= Theory Z =

Various theories of human motivation

Theory Z is a name for various theories of human motivation built on Douglas McGregor's Theory X and Theory Y. Theories X, Y and various versions of Z have been used in human resource management, organizational behavior, organizational communication and organizational development.

McGregor's Theory X states that workers inherently dislike and avoid work and must be driven to it, in contrast to Theory Y which states that work is natural and can be a source of satisfaction when aimed at higher order human psychological needs.

One Theory Z was developed by Abraham H. Maslow in his paper "Theory Z", which was published in 1969 in the Journal of Transpersonal Psychology. A second theory is the 3D theory which was developed by W. J. Reddin in his book Managerial Effectiveness (1970), and a third theory is William Ouchi's so-called "Japanese management" style, which was explained in his book Theory Z: How American Business Can Meet the Japanese Challenge (1981) responding to the Asian economic boom of the 1980s.

For Ouchi, Theory Z focused on increasing employee loyalty to the company by providing a job for life with a strong focus on the well-being of the employee, both on and off the job. According to Ouchi, Theory Z management tends to promote stable employment, high productivity, and high employee morale and satisfaction.

==Pre-Theory Z==
Abraham Maslow, a psychologist and pioneer in human motivation, developed a theory of motivation based upon human needs that had three assumptions. First, human needs are never completely satisfied. Second, human behavior is purposeful and motivated by a need for satisfaction. Third, these needs can be classified according to a hierarchical structure of importance from the lowest to highest (Maslow, 1954):
1. Physiological need
2. Safety needs
3. Belongingness and love needs
4. The esteem needs – self-confidence
5. The need for self-actualization – the need to reach your full potential

Maslow's hierarchy of needs theory helps the manager to understand what motivates an employee. By understanding what needs must be met in order for an employee to achieve the highest level of motivation, managers are then able to get the most out of production.
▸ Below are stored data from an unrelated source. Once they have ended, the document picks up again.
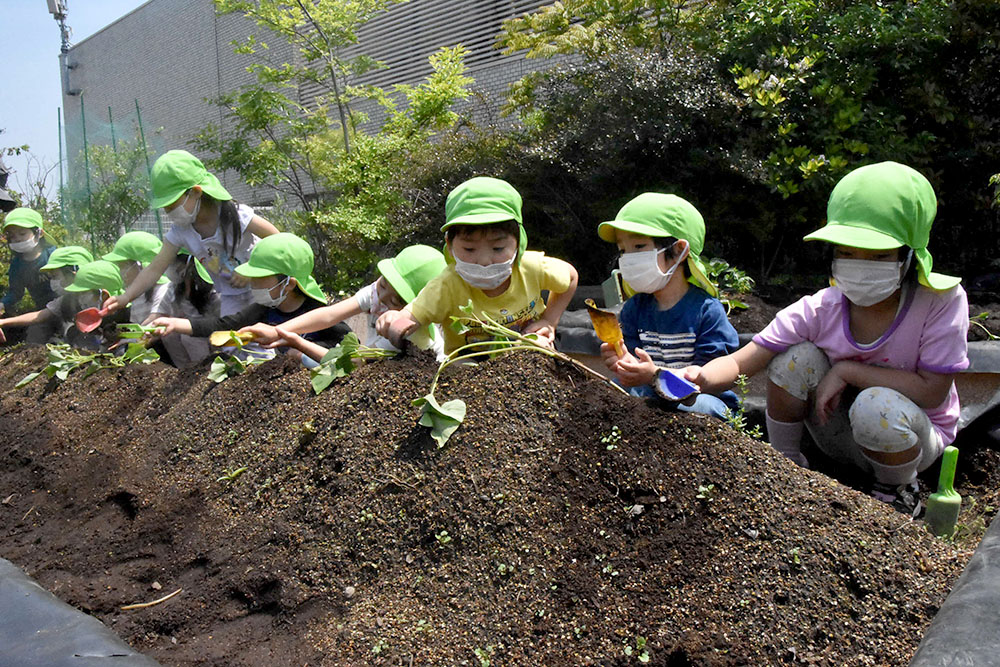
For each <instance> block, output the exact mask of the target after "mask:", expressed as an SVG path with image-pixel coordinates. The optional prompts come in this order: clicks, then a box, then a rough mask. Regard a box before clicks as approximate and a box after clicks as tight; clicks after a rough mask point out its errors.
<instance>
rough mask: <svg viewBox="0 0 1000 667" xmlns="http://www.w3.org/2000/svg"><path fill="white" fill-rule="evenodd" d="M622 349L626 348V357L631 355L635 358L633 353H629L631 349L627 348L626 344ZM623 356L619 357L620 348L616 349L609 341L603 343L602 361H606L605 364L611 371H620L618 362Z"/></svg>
mask: <svg viewBox="0 0 1000 667" xmlns="http://www.w3.org/2000/svg"><path fill="white" fill-rule="evenodd" d="M622 349H623V350H625V356H626V357H630V358H632V359H635V357H633V356H632V355H631V354H629V351H628V350H627V349H625V347H624V346H623V347H622ZM623 358H624V357H619V356H618V350H616V349H615V346H614V345H609V344H607V343H601V361H603V362H604V365H605V366H607V367H608V370H609V371H611V372H612V373H615V374H617V373H618V362H619V361H621V360H622V359H623Z"/></svg>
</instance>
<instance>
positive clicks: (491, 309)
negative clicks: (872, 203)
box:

Theory X and Theory Y were both developed by Douglas McGregor, a social psychologist interested in the characteristics of successful organizations. McGregor's book, The Human Side of Enterprise (1960), described Theories X and Y based upon Maslow's original hierarchy of needs. McGregor grouped the hierarchy into a lower order (Theory X) needs and a higher-order (Theory Y) needs. He suggested that management may need to motivate employees, but better results could be gained by using Theory Y, rather than Theory X (Heil, Bennis, & Stephens, 2000).

== Maslow's Theory Z ==
Late in his career Maslow focused increasingly on self-transcendence as a human phenomenon and concern. As he explained in his seminal paper titled Theory Z, the motivation for transcendence literally 'transcends' his original hierarchy of needs. So, for example, some people who achieve self-actualization — the highest level of his original pyramid — also achieve a transcendent life orientation, while other self-actualizers do not. On the other hand, some people, like the proverbial "starving artist," value self-transcendence ahead of all material values, including self-actualization (in the sense of being materially "successful"). Hence, for Maslow transcendence is not so much an extension of his original pyramid as an orthogonal dimension.

Theory X, Y and Z all play a role in how a company should manage successfully. Maslow believed the ideal organization would harness the human drive for self-transcendence, as well as the motivations of his original pyramid.